Close Claude, and re-open it. Now, you can ask it to do something like fetch me some information about the Netherlands, and it will be able to get the information from the CIA world factbook, instead of having to rely on its training data!

Lessons learned

I won't try to explain everything I did in this project, but I will note the things that I wish I'd known at the start.

Limiting scope

Use a language you know well.** I used Go at first - but trying to learn the MCP was a challenge, and working with an unfamiliar language made it very difficult to know exactly what to do. Next time, I'll limit myself to using either a new concept, or a new language, but not both.

MCP basics

Using a language that already has support from Anthropic makes it much easier to get started. Typescript and Node are the two that are currently in their docs (as of Dec. 2024).

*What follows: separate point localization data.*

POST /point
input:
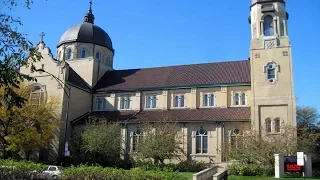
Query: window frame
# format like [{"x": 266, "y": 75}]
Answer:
[
  {"x": 97, "y": 55},
  {"x": 268, "y": 126},
  {"x": 274, "y": 66},
  {"x": 269, "y": 26},
  {"x": 151, "y": 101},
  {"x": 125, "y": 102},
  {"x": 69, "y": 54},
  {"x": 277, "y": 125},
  {"x": 240, "y": 100},
  {"x": 136, "y": 138},
  {"x": 207, "y": 100},
  {"x": 179, "y": 100},
  {"x": 40, "y": 92},
  {"x": 81, "y": 53},
  {"x": 203, "y": 137}
]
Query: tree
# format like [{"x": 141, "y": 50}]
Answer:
[
  {"x": 101, "y": 141},
  {"x": 258, "y": 150},
  {"x": 308, "y": 122},
  {"x": 307, "y": 117},
  {"x": 160, "y": 140},
  {"x": 15, "y": 51},
  {"x": 28, "y": 128}
]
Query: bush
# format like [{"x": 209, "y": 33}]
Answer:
[
  {"x": 100, "y": 173},
  {"x": 191, "y": 166},
  {"x": 10, "y": 169},
  {"x": 243, "y": 169},
  {"x": 183, "y": 166}
]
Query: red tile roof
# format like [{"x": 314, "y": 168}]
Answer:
[
  {"x": 176, "y": 76},
  {"x": 179, "y": 115}
]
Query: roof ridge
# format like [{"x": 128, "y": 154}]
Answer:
[{"x": 157, "y": 67}]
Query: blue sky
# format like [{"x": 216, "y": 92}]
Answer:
[{"x": 164, "y": 32}]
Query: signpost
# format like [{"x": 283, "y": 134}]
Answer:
[
  {"x": 301, "y": 163},
  {"x": 290, "y": 164},
  {"x": 66, "y": 149}
]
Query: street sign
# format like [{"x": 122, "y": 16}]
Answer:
[
  {"x": 300, "y": 158},
  {"x": 290, "y": 164}
]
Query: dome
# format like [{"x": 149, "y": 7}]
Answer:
[{"x": 86, "y": 33}]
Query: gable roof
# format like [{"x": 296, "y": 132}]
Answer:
[
  {"x": 176, "y": 76},
  {"x": 177, "y": 115},
  {"x": 76, "y": 80}
]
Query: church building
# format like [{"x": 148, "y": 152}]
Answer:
[{"x": 211, "y": 102}]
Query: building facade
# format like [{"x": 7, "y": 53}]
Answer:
[{"x": 212, "y": 102}]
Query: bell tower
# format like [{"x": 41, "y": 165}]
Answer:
[{"x": 273, "y": 99}]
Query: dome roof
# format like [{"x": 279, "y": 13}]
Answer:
[{"x": 86, "y": 33}]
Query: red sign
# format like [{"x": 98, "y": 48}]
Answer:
[{"x": 290, "y": 164}]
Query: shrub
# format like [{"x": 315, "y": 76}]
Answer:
[
  {"x": 100, "y": 173},
  {"x": 243, "y": 169},
  {"x": 183, "y": 166},
  {"x": 190, "y": 166},
  {"x": 10, "y": 169}
]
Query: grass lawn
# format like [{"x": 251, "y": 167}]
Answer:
[
  {"x": 264, "y": 178},
  {"x": 186, "y": 175}
]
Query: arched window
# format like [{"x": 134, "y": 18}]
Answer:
[
  {"x": 202, "y": 141},
  {"x": 243, "y": 99},
  {"x": 69, "y": 54},
  {"x": 212, "y": 100},
  {"x": 98, "y": 55},
  {"x": 205, "y": 100},
  {"x": 268, "y": 125},
  {"x": 37, "y": 95},
  {"x": 268, "y": 29},
  {"x": 236, "y": 99},
  {"x": 83, "y": 53},
  {"x": 277, "y": 125},
  {"x": 136, "y": 139}
]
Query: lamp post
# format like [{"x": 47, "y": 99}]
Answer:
[{"x": 67, "y": 92}]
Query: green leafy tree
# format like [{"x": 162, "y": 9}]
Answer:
[
  {"x": 308, "y": 125},
  {"x": 101, "y": 141},
  {"x": 28, "y": 128},
  {"x": 307, "y": 117},
  {"x": 15, "y": 51},
  {"x": 160, "y": 141}
]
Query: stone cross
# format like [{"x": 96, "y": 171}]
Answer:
[{"x": 41, "y": 36}]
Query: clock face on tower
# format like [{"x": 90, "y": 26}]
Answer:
[{"x": 270, "y": 44}]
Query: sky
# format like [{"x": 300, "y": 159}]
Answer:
[{"x": 153, "y": 33}]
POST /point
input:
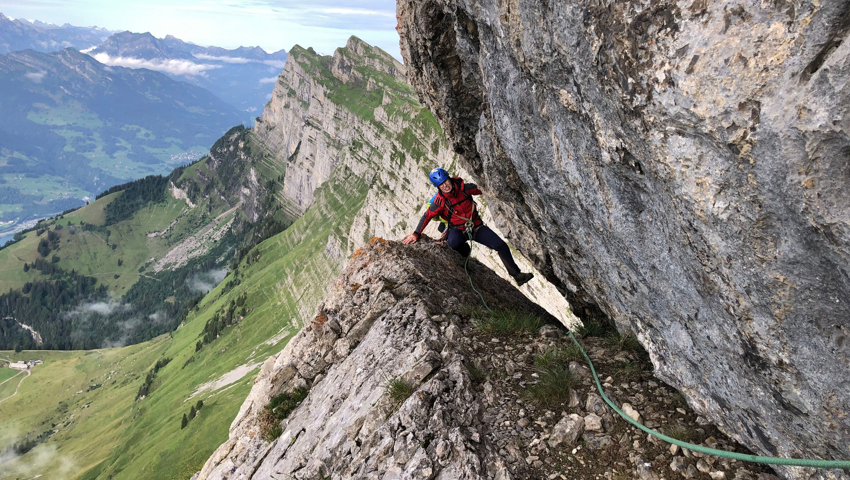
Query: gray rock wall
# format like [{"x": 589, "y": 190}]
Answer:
[{"x": 682, "y": 166}]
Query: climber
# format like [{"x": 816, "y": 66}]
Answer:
[{"x": 454, "y": 203}]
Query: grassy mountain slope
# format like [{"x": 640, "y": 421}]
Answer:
[
  {"x": 72, "y": 126},
  {"x": 149, "y": 253},
  {"x": 286, "y": 277},
  {"x": 365, "y": 179}
]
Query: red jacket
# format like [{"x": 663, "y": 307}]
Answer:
[{"x": 452, "y": 206}]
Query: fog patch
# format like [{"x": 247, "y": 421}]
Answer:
[
  {"x": 204, "y": 56},
  {"x": 206, "y": 281},
  {"x": 126, "y": 329},
  {"x": 38, "y": 462},
  {"x": 100, "y": 308},
  {"x": 35, "y": 77},
  {"x": 172, "y": 66}
]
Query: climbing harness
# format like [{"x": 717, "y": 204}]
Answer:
[{"x": 797, "y": 462}]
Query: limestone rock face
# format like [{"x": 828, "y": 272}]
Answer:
[
  {"x": 356, "y": 110},
  {"x": 382, "y": 320},
  {"x": 682, "y": 166},
  {"x": 353, "y": 109}
]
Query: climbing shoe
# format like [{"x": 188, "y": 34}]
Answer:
[{"x": 523, "y": 278}]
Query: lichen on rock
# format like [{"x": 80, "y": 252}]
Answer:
[{"x": 680, "y": 166}]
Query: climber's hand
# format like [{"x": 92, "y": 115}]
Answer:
[{"x": 410, "y": 239}]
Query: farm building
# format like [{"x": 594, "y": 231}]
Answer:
[{"x": 19, "y": 366}]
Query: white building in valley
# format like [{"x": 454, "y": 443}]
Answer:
[{"x": 19, "y": 366}]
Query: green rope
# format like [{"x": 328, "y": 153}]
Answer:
[{"x": 798, "y": 462}]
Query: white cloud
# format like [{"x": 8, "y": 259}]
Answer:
[
  {"x": 101, "y": 308},
  {"x": 357, "y": 11},
  {"x": 204, "y": 282},
  {"x": 203, "y": 56},
  {"x": 174, "y": 67},
  {"x": 36, "y": 77}
]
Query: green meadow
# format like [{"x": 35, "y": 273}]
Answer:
[{"x": 88, "y": 399}]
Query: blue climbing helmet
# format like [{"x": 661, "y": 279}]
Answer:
[{"x": 438, "y": 176}]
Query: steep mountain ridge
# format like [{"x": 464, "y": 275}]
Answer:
[
  {"x": 384, "y": 319},
  {"x": 680, "y": 166},
  {"x": 275, "y": 281}
]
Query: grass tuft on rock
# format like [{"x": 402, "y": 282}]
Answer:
[
  {"x": 478, "y": 375},
  {"x": 505, "y": 322},
  {"x": 554, "y": 385},
  {"x": 277, "y": 410},
  {"x": 398, "y": 390},
  {"x": 594, "y": 328},
  {"x": 553, "y": 356}
]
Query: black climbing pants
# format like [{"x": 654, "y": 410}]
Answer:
[{"x": 457, "y": 239}]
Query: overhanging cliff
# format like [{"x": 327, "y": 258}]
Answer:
[{"x": 683, "y": 166}]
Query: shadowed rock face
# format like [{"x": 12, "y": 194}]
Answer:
[{"x": 682, "y": 166}]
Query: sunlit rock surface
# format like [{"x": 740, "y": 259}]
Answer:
[{"x": 682, "y": 166}]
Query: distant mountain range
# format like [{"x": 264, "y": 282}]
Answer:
[
  {"x": 243, "y": 77},
  {"x": 20, "y": 34},
  {"x": 71, "y": 127},
  {"x": 74, "y": 124}
]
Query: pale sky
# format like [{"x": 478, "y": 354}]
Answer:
[{"x": 271, "y": 24}]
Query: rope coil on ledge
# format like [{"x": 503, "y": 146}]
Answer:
[{"x": 797, "y": 462}]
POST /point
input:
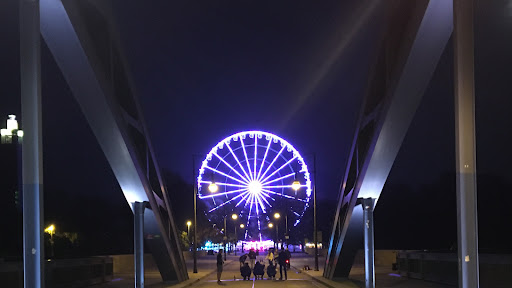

There are two main ways to use the MCP protocol. You can either make a server that receives requests and responses, and listens on a port the (SSE section of the SDK), or you can make something that runs locally, with the stdio sction of the library.

If you use the stdio section, as I ended up doing, you'll want to either use it locally, or publish it as an npm package.

Miscellaneous tips

  • Use the quickstart as a guide. It's actually pretty solid.
  • At first, I wanted to make an endpoint that would return a list of capabilities, or other syntax guides. The sort of instructions or documentation you'd want to give to a model to use your tool properly should be in the "resources" section of the MCP, not a tool.
  • Keep in mind that you can only return text and blobs as your content. Responses in MCP are very tightly typed, and it will fail without a type match.

Final thoughts

It only took me about 4 hours to get this working. Most of this time was spent trying to figure out how to deploy it into a way that anyone could access it, and if I did it again, I could probably do the same project in an hour.

Anthropic's MCP seems well thought out, and has great docs! Give it a go, and let me know what you build!